I am trying to understand the relation between the controllability matrix and the PHB test. More precisely, I want to know the relation between the image space of the controllability matrix (also known as the reachable space) and the image space of the PHB matrix.
Let $C = [B, AB , A^2B , \ldots , A^{n-1}B]$ be the controllability matrix and $[A-\lambda I , B]$ be the PHB matrix. We know that the system is controllable iff $\operatorname{rank}(C) = n$ or $\operatorname{rank}[A-\lambda_i I , B] = n$ for every eigenvalue $\lambda_i$ of $A$ ($i=1,\ldots,n$).
Question is: Is it true that $\operatorname{Im}(C) = \operatorname{Im}([A-\lambda_1 I , B]) \cap \operatorname{Im}([A-\lambda_2 I , B]) \cap \ldots \cap \operatorname{Im}([A-\lambda_n I , B])$?
Edit: I've just seen a (deleted) answer to my question and I want to use this opportunity to clarify my question. It is clear to me that my statement holds if the system is controllable (since it implies that $\operatorname{rank}(C) = \operatorname{rank}[A-\lambda_i I, B] = n$, $\forall i$). My question is more general in the sense that I also want to consider the case where $\operatorname{rank}(C)<n$. Thank you!
I believe the claim to be false. Please check this counter-example. Consider the linear control system with,
$$ A = \begin{pmatrix} 1 & -1 & 0\\ 0 & 1 & -1\\ 0 & 0 & 0\end{pmatrix}\qquad B = \begin{pmatrix} 1 \\ 1 \\ 1 \end{pmatrix}. $$
Notice that $B \in \mathrm{null}(A)$ so the system cannot be controllable. Check that the controllability matrix is,
$$ [B, AB,A^2B] = \begin{pmatrix} 1 & 0 & 0 \\ 1 & 0 & 0 \\ 1 & 0 & 0\end{pmatrix} $$
so it follows that,
$$ \mathrm{im}(C) = \mathrm{span}\left\{B\right\} $$
Now let us compute the PBH matrices.
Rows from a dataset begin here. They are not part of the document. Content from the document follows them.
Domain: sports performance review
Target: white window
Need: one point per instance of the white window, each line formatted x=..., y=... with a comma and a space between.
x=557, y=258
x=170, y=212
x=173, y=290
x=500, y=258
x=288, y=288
The eigenvalues are $1$ (repeated twice) and $0.$ So,
$$ \begin{aligned}{} [A - 1 I, B] &= \left(\begin{array}{ccc|c} 0 & -1 & 0 & 1\\ 0 & 0 & -1 & 1\\ 0 & 0 & -1 & 1 \end{array}\right)\\ [A - 0 I, B] &= \left(\begin{array}{ccc|c} 1 & -1 & 0 & 1\\ 0 & 1 & -1 & 1\\ 0 & 0 & 0 & 1 \end{array}\right) \end{aligned} $$
Clearly $\mathrm{im}([A - 0 I, B]) = \mathbb{R}^3$ so it suffices to compute the image of the former matrix. Observe,
$$ \mathrm{im}([A - 1 I, B]) = \mathrm{span}\left\{ \begin{pmatrix} 1 \\ 0 \\ 0 \end{pmatrix}, \begin{pmatrix} 0 \\ 1 \\ 1\end{pmatrix}\right\} $$
It follows that the intersection of images of the PBH matrices do not agree with the image of the controllability matrix.